The closed facility in Hay River was state of the art and, word has it, was running successfully until the GNWT became involved.

We do not know what is best for the First Nations and we do not know how to heal them. All we can do is give them the tools they need to do the work.

In addition to this is the healing needed by the larger community.

When Covid-19 first hit two-and-a-half years ago, all of us participated in an attempt to keep each other well. We made and wore masks. We delivered groceries to those at risk. We washed our hands so often we thought they would fall off. We stayed home. We shut down the offices. Whatever was required to fight this virus, we did it.

We took exceptional care of each other except for those without homes – usually those dealing with addictions – who were left on the streets.

So much disrespect.
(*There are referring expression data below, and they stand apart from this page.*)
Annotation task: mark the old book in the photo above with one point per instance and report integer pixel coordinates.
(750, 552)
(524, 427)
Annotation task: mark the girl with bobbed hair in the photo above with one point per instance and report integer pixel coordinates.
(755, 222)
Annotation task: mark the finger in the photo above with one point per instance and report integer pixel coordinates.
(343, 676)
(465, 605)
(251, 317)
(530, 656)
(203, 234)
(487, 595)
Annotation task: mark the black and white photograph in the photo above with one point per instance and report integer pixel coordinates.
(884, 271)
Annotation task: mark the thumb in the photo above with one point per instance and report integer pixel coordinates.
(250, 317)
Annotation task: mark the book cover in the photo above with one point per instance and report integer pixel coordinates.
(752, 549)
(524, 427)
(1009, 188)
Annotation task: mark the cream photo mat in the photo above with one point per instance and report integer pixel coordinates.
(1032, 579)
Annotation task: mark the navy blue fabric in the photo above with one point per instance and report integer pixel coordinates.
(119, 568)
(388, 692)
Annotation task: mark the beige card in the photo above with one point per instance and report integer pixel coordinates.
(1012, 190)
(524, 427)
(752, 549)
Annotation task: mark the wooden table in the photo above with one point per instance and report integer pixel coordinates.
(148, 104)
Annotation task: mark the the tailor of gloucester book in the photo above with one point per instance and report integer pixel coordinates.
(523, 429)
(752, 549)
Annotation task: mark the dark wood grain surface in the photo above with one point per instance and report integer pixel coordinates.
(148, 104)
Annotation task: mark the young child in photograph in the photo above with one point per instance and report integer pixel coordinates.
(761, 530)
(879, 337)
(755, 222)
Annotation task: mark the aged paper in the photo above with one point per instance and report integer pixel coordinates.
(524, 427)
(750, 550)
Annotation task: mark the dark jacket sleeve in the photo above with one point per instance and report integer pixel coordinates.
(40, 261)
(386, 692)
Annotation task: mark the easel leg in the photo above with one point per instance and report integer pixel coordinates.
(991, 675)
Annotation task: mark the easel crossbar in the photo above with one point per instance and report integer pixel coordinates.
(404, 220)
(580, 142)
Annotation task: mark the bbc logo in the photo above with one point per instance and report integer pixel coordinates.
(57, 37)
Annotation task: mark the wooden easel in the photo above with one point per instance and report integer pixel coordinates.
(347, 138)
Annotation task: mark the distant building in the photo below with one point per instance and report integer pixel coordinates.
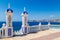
(7, 30)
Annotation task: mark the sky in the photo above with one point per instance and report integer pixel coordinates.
(37, 9)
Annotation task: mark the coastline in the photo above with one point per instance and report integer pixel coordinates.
(34, 35)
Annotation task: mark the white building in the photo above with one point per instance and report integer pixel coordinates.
(7, 30)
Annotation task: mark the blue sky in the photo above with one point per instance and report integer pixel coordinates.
(37, 9)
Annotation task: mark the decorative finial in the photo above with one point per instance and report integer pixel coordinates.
(24, 8)
(8, 5)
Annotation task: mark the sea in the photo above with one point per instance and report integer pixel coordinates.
(17, 25)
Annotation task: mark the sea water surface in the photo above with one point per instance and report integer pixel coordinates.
(17, 25)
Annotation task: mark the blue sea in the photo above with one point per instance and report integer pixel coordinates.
(17, 25)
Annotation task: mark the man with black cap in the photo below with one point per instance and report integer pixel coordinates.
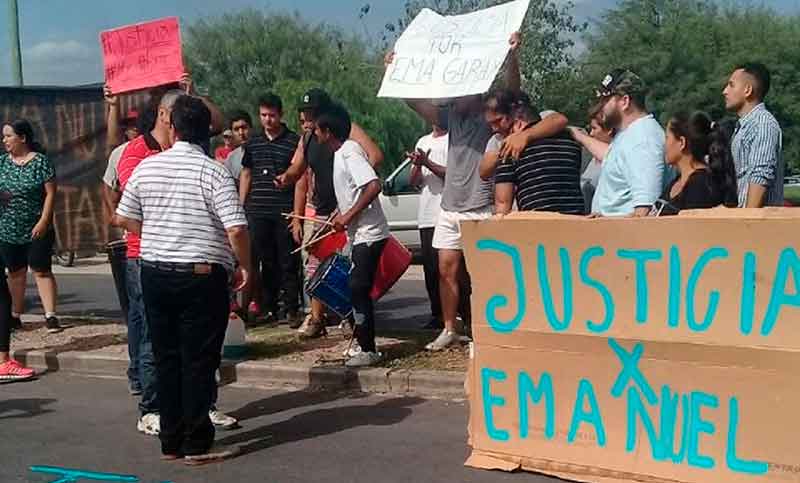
(319, 157)
(634, 171)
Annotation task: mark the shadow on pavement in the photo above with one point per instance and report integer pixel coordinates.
(323, 422)
(286, 401)
(27, 407)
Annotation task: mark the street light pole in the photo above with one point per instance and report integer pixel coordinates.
(16, 52)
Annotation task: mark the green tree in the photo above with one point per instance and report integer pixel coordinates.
(239, 57)
(686, 49)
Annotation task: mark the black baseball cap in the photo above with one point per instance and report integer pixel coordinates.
(314, 100)
(621, 82)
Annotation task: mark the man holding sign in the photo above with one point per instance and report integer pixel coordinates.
(465, 195)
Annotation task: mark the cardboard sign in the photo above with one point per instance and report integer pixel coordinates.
(442, 57)
(660, 349)
(142, 55)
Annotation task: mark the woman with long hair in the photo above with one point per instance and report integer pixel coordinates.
(700, 151)
(28, 184)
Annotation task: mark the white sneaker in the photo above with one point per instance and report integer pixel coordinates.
(445, 340)
(149, 424)
(222, 420)
(364, 359)
(353, 351)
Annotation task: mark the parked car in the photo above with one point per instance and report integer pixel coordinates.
(400, 202)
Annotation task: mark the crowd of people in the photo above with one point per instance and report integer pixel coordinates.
(199, 230)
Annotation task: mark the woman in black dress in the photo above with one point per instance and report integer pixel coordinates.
(700, 152)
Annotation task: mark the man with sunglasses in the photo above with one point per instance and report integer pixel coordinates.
(634, 172)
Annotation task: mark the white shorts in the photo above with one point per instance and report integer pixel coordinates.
(447, 235)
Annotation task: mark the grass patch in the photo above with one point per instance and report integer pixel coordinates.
(404, 349)
(792, 194)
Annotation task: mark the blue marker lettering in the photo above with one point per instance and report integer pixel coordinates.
(748, 293)
(526, 389)
(669, 417)
(490, 400)
(547, 294)
(674, 287)
(733, 461)
(630, 370)
(593, 417)
(497, 301)
(691, 285)
(587, 257)
(787, 261)
(697, 426)
(636, 406)
(641, 257)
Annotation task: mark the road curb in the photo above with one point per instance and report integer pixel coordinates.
(260, 374)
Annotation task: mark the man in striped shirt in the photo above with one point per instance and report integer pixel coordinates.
(757, 144)
(546, 177)
(185, 207)
(265, 157)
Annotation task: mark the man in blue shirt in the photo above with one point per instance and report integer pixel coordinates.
(757, 144)
(634, 172)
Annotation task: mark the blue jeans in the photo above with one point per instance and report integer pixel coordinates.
(140, 344)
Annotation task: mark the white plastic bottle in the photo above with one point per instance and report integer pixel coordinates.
(235, 342)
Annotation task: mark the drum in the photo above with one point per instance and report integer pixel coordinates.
(331, 285)
(117, 249)
(328, 245)
(394, 262)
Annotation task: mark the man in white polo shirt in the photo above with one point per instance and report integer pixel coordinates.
(186, 209)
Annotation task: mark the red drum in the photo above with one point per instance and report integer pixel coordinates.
(328, 246)
(394, 262)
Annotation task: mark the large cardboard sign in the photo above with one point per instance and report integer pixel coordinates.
(661, 349)
(142, 55)
(441, 57)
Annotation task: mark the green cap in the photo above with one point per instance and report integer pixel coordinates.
(621, 82)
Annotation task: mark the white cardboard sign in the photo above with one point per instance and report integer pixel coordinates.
(442, 57)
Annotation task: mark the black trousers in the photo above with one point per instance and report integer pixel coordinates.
(188, 315)
(5, 312)
(365, 258)
(430, 264)
(279, 269)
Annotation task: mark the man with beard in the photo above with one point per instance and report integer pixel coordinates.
(634, 172)
(757, 144)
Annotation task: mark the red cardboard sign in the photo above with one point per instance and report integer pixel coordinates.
(142, 55)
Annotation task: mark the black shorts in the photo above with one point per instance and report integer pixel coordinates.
(38, 254)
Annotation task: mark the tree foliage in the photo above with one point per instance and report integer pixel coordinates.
(686, 49)
(240, 56)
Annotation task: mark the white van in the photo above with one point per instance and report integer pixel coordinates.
(400, 202)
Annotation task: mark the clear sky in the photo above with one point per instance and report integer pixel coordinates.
(60, 37)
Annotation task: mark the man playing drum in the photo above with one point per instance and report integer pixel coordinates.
(357, 188)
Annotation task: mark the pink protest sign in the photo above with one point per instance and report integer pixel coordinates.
(143, 55)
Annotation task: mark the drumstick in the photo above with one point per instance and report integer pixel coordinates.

No wonder people have a hard time getting well.

Last year with winter fast approaching, city council was asked to approve shelter space on Franklin Avenue so that those without homes would have somewhere to go. Council said no, knowing that that could be a death knell for some on the streets. Instead, they decided to build a multi-million-dollar swimming pool.

They did not offer alternatives, they just said no.

To its credit, the GNWT initiated emergency measures and with the help of the private sector, were able to provide emergency shelter.

Addiction is born of trauma and disrespect and it appears that the wider community still suffers from the latter.

Why is it, for example, that we have a totem pole at the entrance to Somba K’e park which came from Haida Gwaii and not something showing respect to the First Nations here? Why are the picnic benches in the summer filled with mostly white office workers while our First Nations sit in the bushes? Why don’t we have a teepee for healing right in the middle of the park?

It is not just the addicts who need help. We do too.

Like Covid, addictions is an illness and, like Covid, it will take a community to overcome it.

Because cultures are different does not mean one is better… it means they are different. Let the First Nations heal themselves and let’s give them the tools they need to do that.

And in the meantime, let’s show our solidarity and mean it when we say, “We are in this together.”